Topic: Plywood Pop-up in 1700 Block of New Jersey Ave NW
Plywood Pop-up in 1700 Block of New Jersey Ave NW
I know that pop-up discussions are not novel here. They are the bane of many DC residents and the delight of the many contractors and realtors, who are undoubted overrepresented in these blogs. Nevertheless, this recent pop-up in the 1700 block of New Jersey Ave NW is just not troublesome because of its proposed height. It is disturbing because of the material the contractors are using in the immediate proximity of the Valero Gas station on the corner of New Jersey Ave NW and Rhode Island Ave NW.
I have averred on several occasions that the reason we have blocks of brick rowhouses and not blocks of wooden structures is because the wooden buildings were deemed too ease to catch fire and too prone to spread fires, once engulfed in flames. We had several fires in the 1700’s and 1800’s, including the Great Fire of London, that prompted people, like Ben Franklin, to support the creation of the modern fire department and better building codes. Indeed, building codes required buildings to be built with three course of brick party walls which greatly reduced the chance of fires spreading quickly.
This current structure under construction, which hovers above the Valero gas station, evidences how quickly we forget the lessons of the past and are willing to brush aside safety concerns. We should not allow cheapness, laziness, and greed to trump safety concerns, lest we repeat that past.
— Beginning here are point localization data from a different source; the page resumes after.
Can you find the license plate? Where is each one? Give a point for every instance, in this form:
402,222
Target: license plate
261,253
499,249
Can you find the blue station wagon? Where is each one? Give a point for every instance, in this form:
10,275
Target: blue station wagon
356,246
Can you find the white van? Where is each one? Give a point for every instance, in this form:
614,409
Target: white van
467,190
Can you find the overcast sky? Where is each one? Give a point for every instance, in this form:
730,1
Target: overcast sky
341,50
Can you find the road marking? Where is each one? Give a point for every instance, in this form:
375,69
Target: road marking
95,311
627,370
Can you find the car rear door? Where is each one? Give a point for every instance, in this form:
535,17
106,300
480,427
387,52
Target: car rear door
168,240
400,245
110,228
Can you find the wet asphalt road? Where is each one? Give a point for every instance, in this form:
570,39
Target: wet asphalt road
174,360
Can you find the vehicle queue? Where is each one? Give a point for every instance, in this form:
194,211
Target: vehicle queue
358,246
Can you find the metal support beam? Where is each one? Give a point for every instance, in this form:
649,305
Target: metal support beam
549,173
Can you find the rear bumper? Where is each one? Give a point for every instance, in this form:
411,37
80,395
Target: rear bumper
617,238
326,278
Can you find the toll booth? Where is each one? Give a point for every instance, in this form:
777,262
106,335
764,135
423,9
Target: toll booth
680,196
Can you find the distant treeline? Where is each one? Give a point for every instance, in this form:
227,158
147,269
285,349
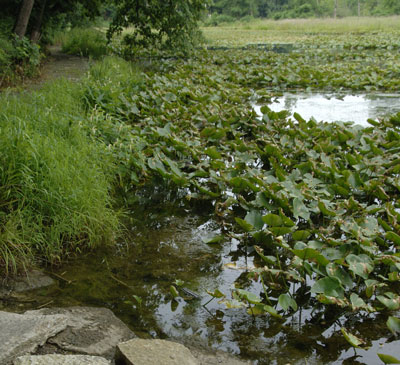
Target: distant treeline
280,9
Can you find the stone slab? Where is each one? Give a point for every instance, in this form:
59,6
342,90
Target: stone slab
22,334
154,352
61,360
90,331
33,279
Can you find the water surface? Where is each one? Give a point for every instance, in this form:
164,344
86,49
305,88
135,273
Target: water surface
336,107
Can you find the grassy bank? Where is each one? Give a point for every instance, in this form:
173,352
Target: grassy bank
55,180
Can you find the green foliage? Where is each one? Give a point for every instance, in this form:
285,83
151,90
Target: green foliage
54,180
85,42
279,183
157,23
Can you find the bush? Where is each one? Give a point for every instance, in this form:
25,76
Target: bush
217,19
85,42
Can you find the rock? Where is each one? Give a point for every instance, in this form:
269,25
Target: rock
61,360
154,352
33,279
22,334
91,331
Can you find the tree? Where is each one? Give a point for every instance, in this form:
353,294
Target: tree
23,18
171,23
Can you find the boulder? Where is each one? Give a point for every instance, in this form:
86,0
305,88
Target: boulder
61,360
90,331
154,352
22,334
33,279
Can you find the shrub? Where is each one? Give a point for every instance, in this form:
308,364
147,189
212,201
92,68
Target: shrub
85,42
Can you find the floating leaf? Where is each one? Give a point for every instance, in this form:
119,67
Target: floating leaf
351,339
388,359
328,286
361,265
214,239
216,294
273,220
250,297
255,219
393,324
174,291
286,302
300,210
390,300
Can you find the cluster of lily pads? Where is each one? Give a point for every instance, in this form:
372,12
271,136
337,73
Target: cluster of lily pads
319,202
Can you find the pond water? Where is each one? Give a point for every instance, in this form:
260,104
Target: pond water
167,244
336,107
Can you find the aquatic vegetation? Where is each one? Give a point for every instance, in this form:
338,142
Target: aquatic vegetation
319,202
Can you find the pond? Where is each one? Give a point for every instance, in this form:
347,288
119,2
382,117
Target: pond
167,244
336,107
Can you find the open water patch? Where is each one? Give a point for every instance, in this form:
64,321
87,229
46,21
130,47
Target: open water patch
337,107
This green wood structure, abutting a gasoline station does not have a setback on the side wall, i.e., the gasoline station side. Its construction suggests that the builders have no intention of including anything type of masonry-separation wall between this five-level structure and the gasoline station directly below it.
While the modern code ‘allows’ construction using such materials because fire-rated drywall and similar materials can be used, fire-rated drywall is not brick. Put simply, we don’t have enough faith in it to construct fireplaces out of it. Fire-rated drywall and aluminum siding are not cinder block, brick or concrete.
I cannot believe that D.C. inspectors are blind to the very serious danger that the height and construction materials of this particular building pose given its location. In short, any building abutting a gasoline station should be required to use material with a much higher level of fire protection that that of fire-rated drywall and aluminum siding.